Chris Stevens and three American colleagues from the U.S. mission in Libya were killed by a mob yesterday. The first American governmental deaths in the Arab world since the Arab Spring began less than two years ago, their deaths should be a clarion call to our country about the risks that those who serve our country abroad take. And Chris' example of religious tolerance, support for freedom and belief in democracy should be followed in the days ahead, as we respond to this tragedy.
I first met Chris when he served as a congressional fellow in the U.S. Senate working for the Foreign Relations Committee. He was a career Foreign Service Officer and a former Peace Corps Volunteer, meaning that he lived his life promoting American values and ideas around the world. While I was a Democratic Senate staffer and Chris worked for a Republican member, it was clear that those values infused his every move. He wasn't partisan; he worked across the aisle; he was professional and kind. And above all, he was friendly. Friendly to me and friendly to my wife, alongside whom he worked. Everyone liked Chris.
I remember that when Chris was named as our envoy to the Libyan rebels, I sent him a congratulatory note, and he quickly responded back. He was positive and realistic -- an idealist who understood the corridors of power in Washington and the streets of Benghazi.
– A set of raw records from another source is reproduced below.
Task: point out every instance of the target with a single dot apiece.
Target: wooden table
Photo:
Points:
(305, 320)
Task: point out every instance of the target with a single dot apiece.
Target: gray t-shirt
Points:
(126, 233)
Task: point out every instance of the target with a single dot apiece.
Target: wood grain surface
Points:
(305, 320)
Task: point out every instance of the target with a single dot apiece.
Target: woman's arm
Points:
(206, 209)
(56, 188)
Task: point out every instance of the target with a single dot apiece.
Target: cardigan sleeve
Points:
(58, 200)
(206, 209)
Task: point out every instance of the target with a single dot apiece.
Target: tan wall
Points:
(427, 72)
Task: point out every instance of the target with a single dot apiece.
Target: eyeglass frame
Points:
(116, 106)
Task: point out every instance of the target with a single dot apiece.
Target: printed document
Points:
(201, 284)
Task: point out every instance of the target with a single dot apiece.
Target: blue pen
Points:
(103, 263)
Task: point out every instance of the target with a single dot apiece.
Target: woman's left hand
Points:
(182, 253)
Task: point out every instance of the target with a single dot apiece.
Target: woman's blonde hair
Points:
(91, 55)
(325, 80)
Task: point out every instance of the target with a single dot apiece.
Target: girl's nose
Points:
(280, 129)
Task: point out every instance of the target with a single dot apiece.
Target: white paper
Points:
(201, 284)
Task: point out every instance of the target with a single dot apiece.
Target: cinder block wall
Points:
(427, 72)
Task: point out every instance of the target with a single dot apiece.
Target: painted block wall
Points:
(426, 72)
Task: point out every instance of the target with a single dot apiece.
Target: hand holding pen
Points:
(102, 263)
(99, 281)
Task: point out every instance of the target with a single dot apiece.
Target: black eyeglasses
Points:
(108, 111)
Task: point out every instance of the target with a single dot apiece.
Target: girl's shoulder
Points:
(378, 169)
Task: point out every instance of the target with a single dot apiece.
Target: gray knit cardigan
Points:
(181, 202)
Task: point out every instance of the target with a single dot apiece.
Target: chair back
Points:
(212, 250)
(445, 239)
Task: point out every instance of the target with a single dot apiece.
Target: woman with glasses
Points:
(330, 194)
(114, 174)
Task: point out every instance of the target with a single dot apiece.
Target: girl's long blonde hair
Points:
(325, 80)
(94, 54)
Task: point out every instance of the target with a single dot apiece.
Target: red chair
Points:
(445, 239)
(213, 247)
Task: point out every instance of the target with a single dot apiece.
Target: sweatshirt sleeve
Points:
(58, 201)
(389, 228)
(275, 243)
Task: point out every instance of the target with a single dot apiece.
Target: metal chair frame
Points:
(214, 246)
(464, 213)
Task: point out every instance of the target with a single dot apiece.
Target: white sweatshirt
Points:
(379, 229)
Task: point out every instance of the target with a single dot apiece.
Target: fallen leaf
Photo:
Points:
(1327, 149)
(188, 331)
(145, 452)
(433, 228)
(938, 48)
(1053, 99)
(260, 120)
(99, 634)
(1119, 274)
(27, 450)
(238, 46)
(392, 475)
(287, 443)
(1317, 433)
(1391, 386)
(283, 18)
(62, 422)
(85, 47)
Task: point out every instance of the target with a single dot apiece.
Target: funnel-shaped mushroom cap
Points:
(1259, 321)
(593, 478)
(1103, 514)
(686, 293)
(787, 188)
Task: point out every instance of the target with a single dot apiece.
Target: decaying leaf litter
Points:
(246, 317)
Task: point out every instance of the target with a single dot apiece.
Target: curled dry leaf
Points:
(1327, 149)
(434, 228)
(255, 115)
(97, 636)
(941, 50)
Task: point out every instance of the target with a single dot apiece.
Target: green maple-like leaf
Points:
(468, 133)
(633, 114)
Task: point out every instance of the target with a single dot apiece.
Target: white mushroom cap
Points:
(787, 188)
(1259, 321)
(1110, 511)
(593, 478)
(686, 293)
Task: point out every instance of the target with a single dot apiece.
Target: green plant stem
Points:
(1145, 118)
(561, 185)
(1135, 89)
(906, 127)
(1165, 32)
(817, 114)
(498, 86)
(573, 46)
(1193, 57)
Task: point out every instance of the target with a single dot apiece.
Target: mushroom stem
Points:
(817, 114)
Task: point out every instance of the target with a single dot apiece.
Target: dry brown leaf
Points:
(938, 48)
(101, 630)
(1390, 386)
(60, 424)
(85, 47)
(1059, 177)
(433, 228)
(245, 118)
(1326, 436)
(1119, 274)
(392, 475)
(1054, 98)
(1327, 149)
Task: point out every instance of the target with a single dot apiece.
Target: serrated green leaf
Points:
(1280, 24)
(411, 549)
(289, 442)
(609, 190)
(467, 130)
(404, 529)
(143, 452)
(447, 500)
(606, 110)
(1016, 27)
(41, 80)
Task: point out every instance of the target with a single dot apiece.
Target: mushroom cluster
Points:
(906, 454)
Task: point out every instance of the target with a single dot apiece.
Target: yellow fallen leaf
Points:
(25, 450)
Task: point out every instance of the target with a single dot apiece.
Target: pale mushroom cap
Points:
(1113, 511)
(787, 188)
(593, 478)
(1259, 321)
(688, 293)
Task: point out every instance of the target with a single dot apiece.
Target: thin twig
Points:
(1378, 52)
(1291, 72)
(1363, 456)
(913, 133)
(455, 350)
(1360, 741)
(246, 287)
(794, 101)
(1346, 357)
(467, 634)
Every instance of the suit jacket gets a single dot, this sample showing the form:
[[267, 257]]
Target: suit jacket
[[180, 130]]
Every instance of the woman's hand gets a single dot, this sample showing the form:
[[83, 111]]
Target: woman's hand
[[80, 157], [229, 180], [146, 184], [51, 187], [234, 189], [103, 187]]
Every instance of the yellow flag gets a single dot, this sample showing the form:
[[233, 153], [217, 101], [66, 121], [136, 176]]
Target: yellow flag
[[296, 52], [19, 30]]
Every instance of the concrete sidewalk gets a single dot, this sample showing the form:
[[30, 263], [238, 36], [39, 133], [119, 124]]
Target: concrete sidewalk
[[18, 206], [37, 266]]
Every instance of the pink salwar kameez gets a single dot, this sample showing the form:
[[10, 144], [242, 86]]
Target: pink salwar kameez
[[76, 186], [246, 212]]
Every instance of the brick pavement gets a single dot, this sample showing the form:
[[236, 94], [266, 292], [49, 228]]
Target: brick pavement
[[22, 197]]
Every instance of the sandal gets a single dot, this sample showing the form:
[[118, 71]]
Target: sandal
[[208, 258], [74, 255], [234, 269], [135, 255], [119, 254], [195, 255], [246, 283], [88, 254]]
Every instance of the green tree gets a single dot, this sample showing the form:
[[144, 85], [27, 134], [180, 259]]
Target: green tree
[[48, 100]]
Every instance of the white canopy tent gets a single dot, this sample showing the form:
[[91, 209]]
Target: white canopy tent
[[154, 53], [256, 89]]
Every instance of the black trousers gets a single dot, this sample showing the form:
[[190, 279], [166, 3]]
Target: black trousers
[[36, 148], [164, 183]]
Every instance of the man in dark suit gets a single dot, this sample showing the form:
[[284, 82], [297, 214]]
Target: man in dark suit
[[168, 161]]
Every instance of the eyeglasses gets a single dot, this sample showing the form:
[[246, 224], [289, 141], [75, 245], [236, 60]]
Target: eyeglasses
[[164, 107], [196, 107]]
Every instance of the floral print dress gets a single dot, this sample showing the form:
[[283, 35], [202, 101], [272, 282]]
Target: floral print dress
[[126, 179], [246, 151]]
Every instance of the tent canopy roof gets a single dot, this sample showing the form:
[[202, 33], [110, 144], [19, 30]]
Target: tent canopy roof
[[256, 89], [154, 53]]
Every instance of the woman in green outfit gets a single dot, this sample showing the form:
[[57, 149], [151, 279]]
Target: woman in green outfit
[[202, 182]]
Already there are those who are attempting to use Chris' death to promote their own political agendas. Chris wouldn't have supported that. Chris understood that he was living in a volatile place. He knew the risks. And he would never engage in finger pointing about tragic events such as the one that caused him to leave us.
So in the days ahead, as loud voices rise up to try to explain the motivations of his killers, or the skills of our leaders, or the reason for why patriotic Americans like Chris are giving their life to promote a better world, let's remember Chris' example and follow it. A little bit more of Chris in each of us will help make this world into the place that Chris would want it to be.